Clarification on photos

I just found a nomination with this photo: https://lh3.googleusercontent.com/Lot4pqdQbdV0rixp3HnM_b-W-jeQqcRlpG8mN9lxBGV1U7fZpEzoBzcmBXh5GgZjO4BQB77tBgsZ4jpDNWHacy0tTvCjqund8PciziGj=s0
As you can see, there are black spaces included in the image and in the past I refused the nomination as Third party image, because I think they looks like a screenshot, but did I choose correctly?
This may be a bug and often the image itself would be good without the black spaces
Comments
They probably took the photo in landscape mode. You can use Google Lens to do an image search if you think it is a third party image. This one looks acceptable to me, but maybe your screen is higher resolution so you're seeing something I'm not.
I would not accept that photo. That is clearly a screenshot of a photo, and "including screenshots of someone else's photo" is listed under ineligible photo criteria. Using the third party photo rejection lets them know this is what it looked like.
If it were your own photo, why would you screenshot it?
That's what I tought.

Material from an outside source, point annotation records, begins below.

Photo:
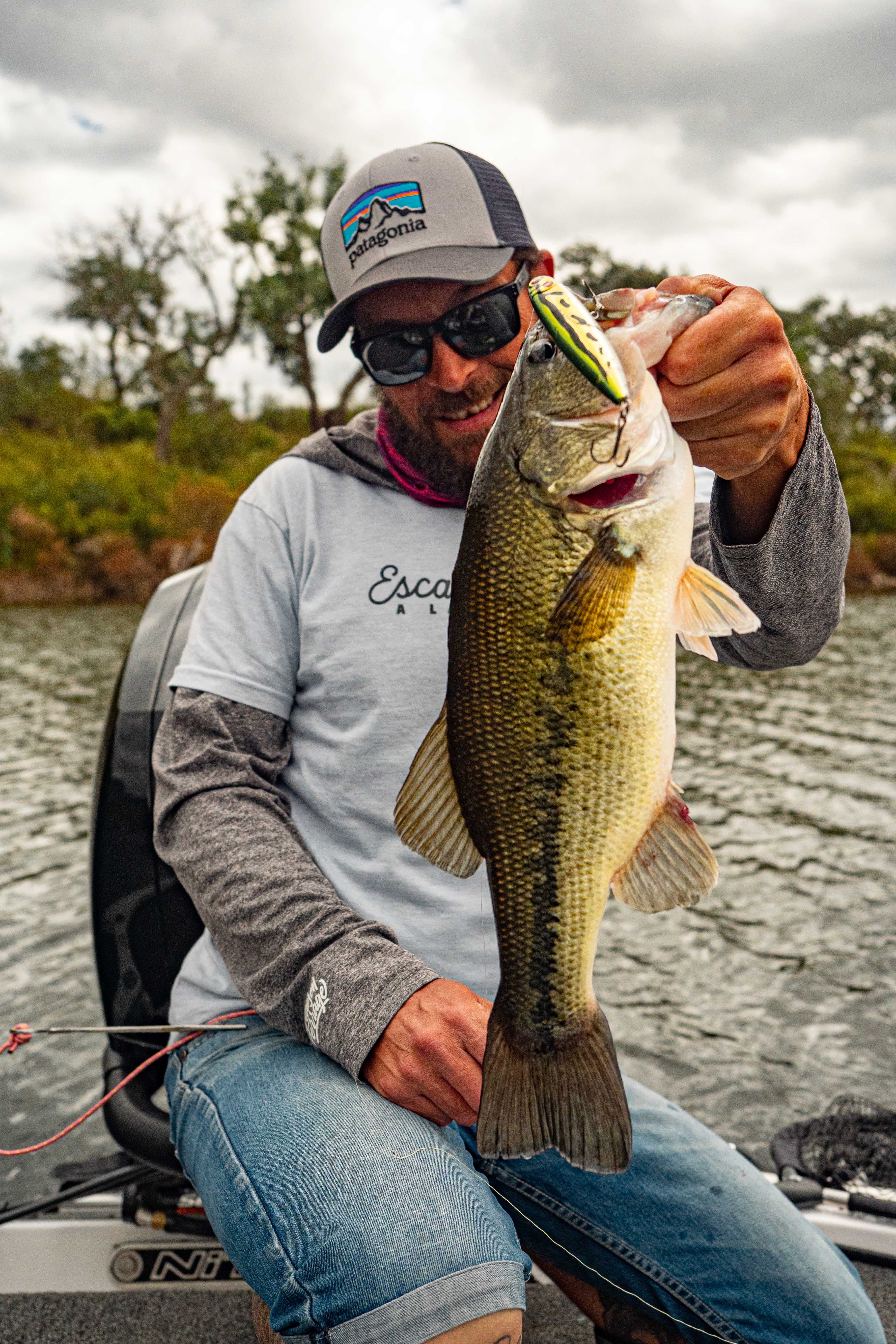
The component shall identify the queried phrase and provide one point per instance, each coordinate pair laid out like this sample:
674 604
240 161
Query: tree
279 220
127 282
850 361
592 269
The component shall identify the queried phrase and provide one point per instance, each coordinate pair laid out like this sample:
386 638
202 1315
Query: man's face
441 423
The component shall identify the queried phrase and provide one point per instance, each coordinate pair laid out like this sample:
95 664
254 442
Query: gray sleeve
793 578
226 830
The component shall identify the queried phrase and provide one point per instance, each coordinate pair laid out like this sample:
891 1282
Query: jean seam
318 1332
613 1244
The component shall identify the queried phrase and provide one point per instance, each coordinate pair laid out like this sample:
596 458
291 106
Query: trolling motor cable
22 1034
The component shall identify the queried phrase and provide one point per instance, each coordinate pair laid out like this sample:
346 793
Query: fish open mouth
608 494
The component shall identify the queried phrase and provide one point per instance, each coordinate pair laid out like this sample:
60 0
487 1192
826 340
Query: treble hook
621 425
625 405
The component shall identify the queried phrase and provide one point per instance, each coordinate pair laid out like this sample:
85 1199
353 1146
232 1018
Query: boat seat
143 920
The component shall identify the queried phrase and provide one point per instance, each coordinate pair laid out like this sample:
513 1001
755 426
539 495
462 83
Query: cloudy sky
750 138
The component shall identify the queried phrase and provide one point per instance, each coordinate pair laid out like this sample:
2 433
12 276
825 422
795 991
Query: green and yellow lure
576 333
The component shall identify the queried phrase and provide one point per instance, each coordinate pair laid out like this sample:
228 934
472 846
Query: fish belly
561 761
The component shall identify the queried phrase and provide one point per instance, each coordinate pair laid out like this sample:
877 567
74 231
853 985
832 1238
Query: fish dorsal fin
428 811
674 865
704 607
597 597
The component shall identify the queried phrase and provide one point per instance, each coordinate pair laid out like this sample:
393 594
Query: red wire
21 1035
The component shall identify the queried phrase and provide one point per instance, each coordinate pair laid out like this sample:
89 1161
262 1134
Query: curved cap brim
472 265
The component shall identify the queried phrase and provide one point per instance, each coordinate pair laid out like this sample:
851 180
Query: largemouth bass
553 754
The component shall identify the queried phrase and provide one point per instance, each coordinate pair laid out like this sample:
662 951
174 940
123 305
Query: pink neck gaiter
408 476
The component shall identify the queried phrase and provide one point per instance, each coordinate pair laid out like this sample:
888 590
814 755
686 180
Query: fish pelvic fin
672 866
569 1096
704 607
597 597
428 811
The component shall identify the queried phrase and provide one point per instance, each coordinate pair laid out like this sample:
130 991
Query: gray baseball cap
425 213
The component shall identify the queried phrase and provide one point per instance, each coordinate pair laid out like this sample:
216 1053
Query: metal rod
121 1031
109 1181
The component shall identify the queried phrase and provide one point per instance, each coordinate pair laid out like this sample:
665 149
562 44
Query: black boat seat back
143 920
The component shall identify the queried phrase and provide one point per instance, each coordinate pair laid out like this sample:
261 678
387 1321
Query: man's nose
451 372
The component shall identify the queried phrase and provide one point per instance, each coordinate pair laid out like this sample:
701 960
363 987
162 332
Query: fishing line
22 1034
617 1288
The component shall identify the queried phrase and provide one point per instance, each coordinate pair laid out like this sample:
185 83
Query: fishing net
855 1142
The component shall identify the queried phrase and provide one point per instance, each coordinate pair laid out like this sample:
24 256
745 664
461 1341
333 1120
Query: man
316 663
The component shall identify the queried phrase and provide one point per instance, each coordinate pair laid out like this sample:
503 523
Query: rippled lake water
757 1007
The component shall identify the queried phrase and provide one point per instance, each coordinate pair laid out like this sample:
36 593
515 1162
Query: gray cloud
729 84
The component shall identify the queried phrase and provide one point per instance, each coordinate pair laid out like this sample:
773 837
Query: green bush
867 466
121 425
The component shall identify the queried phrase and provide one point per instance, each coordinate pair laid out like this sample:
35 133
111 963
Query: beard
449 470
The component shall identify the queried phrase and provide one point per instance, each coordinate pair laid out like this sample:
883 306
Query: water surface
757 1007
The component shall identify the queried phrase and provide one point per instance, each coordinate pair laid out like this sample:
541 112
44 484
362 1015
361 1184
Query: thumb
714 287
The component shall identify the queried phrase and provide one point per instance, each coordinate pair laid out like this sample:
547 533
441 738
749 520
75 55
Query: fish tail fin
568 1096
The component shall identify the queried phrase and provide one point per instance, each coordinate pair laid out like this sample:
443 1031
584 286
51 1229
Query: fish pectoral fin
597 597
428 811
674 865
704 607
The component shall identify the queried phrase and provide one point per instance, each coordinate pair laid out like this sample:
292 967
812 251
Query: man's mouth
479 416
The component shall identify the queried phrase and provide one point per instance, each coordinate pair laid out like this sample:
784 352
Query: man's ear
545 265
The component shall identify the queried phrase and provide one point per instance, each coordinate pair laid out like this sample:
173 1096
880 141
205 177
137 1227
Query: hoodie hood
350 450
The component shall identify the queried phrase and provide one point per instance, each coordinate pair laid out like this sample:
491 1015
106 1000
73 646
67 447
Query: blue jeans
362 1224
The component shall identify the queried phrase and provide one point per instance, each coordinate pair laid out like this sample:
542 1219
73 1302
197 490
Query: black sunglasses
473 328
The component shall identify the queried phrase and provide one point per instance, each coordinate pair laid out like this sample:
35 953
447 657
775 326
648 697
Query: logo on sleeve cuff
316 1005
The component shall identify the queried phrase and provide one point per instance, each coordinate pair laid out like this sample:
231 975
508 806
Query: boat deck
197 1316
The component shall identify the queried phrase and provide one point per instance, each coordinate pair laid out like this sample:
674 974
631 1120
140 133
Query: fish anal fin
672 866
428 811
699 644
706 607
568 1096
597 597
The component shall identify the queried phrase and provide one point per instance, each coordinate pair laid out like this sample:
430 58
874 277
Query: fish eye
542 351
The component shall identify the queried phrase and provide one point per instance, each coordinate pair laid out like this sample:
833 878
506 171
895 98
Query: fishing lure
577 334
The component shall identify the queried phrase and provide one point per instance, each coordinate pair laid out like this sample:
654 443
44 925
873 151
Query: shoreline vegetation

Is it a device problem or an app problem? I see many landscape photos without this problem.
I don't think the photo I used as example can be found on Google Lens, and that's what made me think it could be a bug. It is a good photo if you don't mind the black portions.
I still don't like a photo with two black portions as wayspot image tough
I agree it would be better without the bars, but people can always do a photo edit later. Depending on the game it is used in, the bars might not even show up after it's cropped. It's hard to tell on my phone how much of that image is bars, though, so I could be wrong. As for why, device problem/user error seems most likely to me.
Why do you say it's obviously a screenshot? If OP can't find it on Google Lens, I would lean towards original photo on an old phone. What's the tip-off it's a screenshot?
Photos that are obviously manipulated are to be rejected. That's not just limited to photos where things have been inserted into the photo itself or where some sort of obvious filter has been applied. Adding artificial borders certainly falls under the "obviously manipulated" rejection criteria, too. Just because they're giant flat black borders doesn't make it an exception to the rule, nor does the possibility that they were added unintentionally by the phone's camera. This example should still be rejected.
Blatant screenshot. 1* rejection.
Why is it definitely a screenshot, though? Just the black borders, or is there something else?